Re: port lock: was: Re: [PATCH printk v1 11/18] printk: nobkl: Introduce printer threads

From: Petr Mladek
Date: Fri Apr 21 2023 - 12:15:33 EST


On Thu 2023-04-20 15:33:10, Petr Mladek wrote:
> On Thu 2023-04-20 12:39:31, John Ogness wrote:
> I know. And the hostile takeover is not my concern.
>
> My concern are races between write_atomic() in emergency context
> and other driver code serialized only by the port->lock.
>
> We need an API that will make sure that any code serialized
> by port->lock is properly serialized against write->atomic()
> when the console is registered.

I though more about it. My idea is the following:

A. The nbcon side might have basically four modes
for taking the new nbcon lock. It might have four interfaces:

nbcon_trylock(struct console *con,
enum cons_prio prio);
nbcon_trylock_emergency(struct console *con,
enum cons_prio prio);
nbcon_trylock_panic(struct console *con,
enum cons_prio prio);
nbcon_lock(struct console *con,
enum cons_prio prio);

, where

+ nbcon_trylock() would use the current approach for
the printk kthread. It means that it would try to get
the lock with a timeout. But it would never try to
steel the lock.

+ nbcon_trylock_emergency() would use the current approach
used in emergency context. It would busy wait and
then try to steel the lock. But it would take over the lock
only when it is in safe context.

+ nbcon_trylock_panic() would behave the same way as
nbcon_trylock_emergency(). But it would allow to
take over the lock even when it is unsafe. It might
still fail when it is not called on the CPU that
handles the panic().

+ nbcon_lock() would wait until the lock is really
available.

and

enum cons_prio would be one of the four priorities.

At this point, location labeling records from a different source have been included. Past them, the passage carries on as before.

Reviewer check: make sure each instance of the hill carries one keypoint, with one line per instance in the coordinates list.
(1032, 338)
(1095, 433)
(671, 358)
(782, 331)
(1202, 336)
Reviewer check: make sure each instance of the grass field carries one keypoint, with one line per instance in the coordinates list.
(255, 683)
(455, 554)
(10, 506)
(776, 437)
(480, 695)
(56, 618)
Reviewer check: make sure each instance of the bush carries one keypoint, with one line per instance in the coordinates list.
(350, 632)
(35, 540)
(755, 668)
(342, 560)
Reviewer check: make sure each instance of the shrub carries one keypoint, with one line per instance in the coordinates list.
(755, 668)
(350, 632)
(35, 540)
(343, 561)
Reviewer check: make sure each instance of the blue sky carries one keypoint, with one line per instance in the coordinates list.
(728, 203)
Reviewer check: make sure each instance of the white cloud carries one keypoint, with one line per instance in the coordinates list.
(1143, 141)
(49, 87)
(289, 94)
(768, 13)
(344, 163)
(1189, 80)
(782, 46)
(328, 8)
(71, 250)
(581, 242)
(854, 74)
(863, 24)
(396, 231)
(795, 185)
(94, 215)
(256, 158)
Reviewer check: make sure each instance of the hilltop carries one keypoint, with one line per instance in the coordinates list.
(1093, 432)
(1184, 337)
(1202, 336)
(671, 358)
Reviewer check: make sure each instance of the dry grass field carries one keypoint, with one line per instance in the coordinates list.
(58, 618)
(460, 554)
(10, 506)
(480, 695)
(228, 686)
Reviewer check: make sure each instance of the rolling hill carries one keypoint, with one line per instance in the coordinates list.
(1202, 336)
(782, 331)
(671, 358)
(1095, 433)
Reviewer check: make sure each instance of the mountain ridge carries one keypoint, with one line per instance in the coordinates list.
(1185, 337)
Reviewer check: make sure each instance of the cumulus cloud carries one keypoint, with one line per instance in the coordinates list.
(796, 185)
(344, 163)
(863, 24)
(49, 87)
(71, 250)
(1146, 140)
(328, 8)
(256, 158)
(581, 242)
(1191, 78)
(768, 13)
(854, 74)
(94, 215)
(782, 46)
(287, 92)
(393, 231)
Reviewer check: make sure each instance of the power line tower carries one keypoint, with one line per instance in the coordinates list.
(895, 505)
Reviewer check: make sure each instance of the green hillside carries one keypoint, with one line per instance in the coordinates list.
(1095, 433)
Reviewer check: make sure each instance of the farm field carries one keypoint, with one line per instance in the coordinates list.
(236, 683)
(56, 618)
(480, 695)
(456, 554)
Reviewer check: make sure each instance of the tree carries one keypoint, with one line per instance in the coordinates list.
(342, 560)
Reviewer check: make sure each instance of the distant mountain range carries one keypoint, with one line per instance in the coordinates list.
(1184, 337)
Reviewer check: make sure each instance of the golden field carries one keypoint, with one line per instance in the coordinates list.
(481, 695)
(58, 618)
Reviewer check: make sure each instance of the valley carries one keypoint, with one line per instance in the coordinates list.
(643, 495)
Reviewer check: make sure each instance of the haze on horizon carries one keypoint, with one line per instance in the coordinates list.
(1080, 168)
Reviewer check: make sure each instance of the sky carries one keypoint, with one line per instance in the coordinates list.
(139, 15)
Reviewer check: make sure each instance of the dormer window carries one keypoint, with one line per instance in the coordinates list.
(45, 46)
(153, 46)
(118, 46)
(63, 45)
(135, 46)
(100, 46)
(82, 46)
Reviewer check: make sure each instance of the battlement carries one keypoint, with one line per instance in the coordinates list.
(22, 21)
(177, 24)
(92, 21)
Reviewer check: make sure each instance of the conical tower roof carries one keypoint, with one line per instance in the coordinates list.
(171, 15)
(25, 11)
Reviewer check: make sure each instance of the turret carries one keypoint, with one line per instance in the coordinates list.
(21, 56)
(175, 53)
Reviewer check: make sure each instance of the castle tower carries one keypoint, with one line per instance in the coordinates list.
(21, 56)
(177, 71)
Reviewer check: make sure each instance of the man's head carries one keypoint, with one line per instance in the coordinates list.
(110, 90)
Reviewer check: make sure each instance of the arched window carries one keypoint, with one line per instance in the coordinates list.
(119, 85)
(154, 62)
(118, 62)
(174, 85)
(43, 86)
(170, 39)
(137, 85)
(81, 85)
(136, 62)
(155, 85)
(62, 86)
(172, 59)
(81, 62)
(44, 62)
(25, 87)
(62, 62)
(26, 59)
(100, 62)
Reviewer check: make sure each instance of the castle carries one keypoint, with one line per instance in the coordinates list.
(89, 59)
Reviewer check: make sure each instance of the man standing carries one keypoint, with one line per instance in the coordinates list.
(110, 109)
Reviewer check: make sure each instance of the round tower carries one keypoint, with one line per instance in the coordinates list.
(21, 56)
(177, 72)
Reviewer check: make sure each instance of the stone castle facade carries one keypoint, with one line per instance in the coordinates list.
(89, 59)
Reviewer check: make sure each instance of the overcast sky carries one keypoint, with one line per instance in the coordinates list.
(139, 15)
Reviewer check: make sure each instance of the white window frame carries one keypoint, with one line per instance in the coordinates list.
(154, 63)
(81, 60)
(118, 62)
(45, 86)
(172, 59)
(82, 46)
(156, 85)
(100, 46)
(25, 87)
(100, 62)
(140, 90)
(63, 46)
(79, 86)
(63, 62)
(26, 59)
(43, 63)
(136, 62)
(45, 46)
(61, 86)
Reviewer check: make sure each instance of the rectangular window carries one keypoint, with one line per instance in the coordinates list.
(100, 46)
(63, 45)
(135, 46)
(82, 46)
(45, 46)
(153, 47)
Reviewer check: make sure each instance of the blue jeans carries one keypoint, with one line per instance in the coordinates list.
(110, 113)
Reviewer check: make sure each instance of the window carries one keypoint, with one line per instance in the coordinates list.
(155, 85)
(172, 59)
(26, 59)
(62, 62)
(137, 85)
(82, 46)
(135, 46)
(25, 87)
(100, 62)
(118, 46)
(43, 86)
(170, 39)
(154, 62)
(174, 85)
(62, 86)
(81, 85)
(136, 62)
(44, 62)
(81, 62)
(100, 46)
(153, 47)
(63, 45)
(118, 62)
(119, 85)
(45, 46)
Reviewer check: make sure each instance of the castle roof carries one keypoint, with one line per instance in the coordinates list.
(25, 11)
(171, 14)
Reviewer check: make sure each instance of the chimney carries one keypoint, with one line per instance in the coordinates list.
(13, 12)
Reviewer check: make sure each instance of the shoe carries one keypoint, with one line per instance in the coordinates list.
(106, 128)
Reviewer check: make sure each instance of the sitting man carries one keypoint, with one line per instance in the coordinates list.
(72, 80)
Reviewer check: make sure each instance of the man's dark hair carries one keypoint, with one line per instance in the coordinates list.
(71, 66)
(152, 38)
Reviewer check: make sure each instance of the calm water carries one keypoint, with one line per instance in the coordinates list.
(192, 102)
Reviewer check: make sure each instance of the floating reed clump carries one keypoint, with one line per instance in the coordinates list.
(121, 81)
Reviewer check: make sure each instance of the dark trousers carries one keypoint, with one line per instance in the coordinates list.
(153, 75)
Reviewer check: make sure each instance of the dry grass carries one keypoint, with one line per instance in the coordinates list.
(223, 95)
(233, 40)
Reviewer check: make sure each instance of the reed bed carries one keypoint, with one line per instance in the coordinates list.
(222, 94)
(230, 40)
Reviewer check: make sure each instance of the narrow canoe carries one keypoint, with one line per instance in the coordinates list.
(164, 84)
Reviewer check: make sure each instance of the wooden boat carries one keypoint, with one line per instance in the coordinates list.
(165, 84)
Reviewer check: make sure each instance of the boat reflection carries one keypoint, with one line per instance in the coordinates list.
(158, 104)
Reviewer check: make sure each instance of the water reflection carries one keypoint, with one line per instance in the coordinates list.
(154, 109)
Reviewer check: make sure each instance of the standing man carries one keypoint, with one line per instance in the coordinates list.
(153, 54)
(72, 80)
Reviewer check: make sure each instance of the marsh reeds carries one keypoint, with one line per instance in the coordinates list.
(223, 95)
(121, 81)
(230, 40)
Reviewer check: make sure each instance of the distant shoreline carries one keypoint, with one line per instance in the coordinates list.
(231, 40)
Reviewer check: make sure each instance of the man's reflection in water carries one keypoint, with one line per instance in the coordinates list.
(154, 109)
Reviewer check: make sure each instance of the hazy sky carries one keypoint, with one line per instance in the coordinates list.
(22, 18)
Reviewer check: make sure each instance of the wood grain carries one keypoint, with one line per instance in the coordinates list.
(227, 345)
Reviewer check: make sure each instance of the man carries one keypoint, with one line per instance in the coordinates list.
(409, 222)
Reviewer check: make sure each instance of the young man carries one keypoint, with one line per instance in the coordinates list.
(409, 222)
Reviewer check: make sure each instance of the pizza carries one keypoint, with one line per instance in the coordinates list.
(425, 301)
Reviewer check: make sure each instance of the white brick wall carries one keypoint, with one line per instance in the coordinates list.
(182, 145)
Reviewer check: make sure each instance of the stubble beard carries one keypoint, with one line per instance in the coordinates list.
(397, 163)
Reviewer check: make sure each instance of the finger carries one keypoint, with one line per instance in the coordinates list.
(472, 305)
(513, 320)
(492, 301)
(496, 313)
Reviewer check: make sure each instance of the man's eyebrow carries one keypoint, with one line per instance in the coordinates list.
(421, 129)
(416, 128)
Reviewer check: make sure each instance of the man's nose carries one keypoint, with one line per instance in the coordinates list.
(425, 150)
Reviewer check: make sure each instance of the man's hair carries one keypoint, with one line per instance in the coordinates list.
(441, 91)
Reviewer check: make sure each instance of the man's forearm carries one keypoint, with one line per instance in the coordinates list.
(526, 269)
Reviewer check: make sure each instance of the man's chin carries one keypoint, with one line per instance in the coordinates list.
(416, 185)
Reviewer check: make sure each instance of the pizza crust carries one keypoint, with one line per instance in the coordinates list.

The API should disable cpu migration to make sure that
it will stay the same until the lock is released.

The caller should rememner the priority somewhere,
e,g. in struct cons_ctxt.


B. The port->lock side would switch to the new nbcon lock
when the console is registered. There are two big questions
that come to my mind:

1. The original code does not expect that it might lose
the lock.

It should be enough to mark the entire section .unsafe.
In that case, only the final panic() call might steel
the lock.


2. The console registration must be done a safe way
to make sure that all callers will use the same
real lock (port->lock or nbcon_lock).


IMHO, the uart_port part might look like:

void uart_port_lock_irqsafe(struct uart_port *port,
int *cookie,
unsigned long &flags)
{
struct console *con;

try_again:
/* Synchrnonization against console registration. */
*cookie = console_srcu_read_lock();

con = rcu_access_pointer(nbcon->cons);

if (!can_use_nbcon_lock(con)) {
/* Only the port lock is available. */
spin_lock_irqsafe(&port->lock, *flags);
port->locked = LOCKED_BY_PORT_LOCK;
return;
}


/*
* The nbcon lock is available. Take it instead of
* the port->lock. The only exception is when
* there is registration in progress. In this case,
* port->lock has to be taken as well.
*
* It will always be taken only with the normal priority.
* when called from the port lock side.
*/
nbcon_lock(con, CON_PRIO_NORMAL);
local_irq_save(*flags);

if (cons->registration_in_progress) {
spin_lock(&port->lock);
port->locked = LOCKED_BY_BOTH_LOCKS;
} else {
port->locked = LOCKED_BY_NBCON_LOCK;
}

/*
* Makes sure that only nbcon_lock_panic() would
* be able to steel this lock.
*/
if (!nbcon_enter_unsafe(con, CON_PRIO_NORMAL)) {
revert locks;
goto try_again;
}
}

void uart_port_unlock_irqrestore(struct uart_port *port,
int *cookie, unsigned long *flags)
{
struct console *con;

con = rcu_access_pointer(nbcon->cons);

switch (port->locked) {
LOCKED_BY_PORT_LOCK:
spin_unlock_irqrestore(&port->lock, *flags);
break;
LOCKED_BY_BOTH_LOCKS:
spin_unlock(&port->lock);
fallthrough;
LOCKED_BY_NBCON_LOCK:
nbcon_exit_unsafe(con, CON_PRIO_NORMAL);
local_irq_restore(*flags);
nbcon_unlock(con, CON_PRIO_NORMAL);
};

console_srcu_unlock(*cookie);
}


and finally the registration:

void register_console(struct console *newcon)
{
[...]
if (con->flags & CON_NBCON) {
nbcon_lock(con);
nbcon->regisration_in_progress = true;
nbcon_unlock(con);

/*
* Make sure that callers are locked by both
* nbcon_lock() and port->lock()
*/
synchronize_srcu();
}

/* Insert the console into console_list */

if (con->flags & CON_NBCON) {
nbcon_lock(con);
nbcon->regisration_in_progress = false;
nbcon_unlock(con);
}
[...]
}

and similar thing in uregister_console().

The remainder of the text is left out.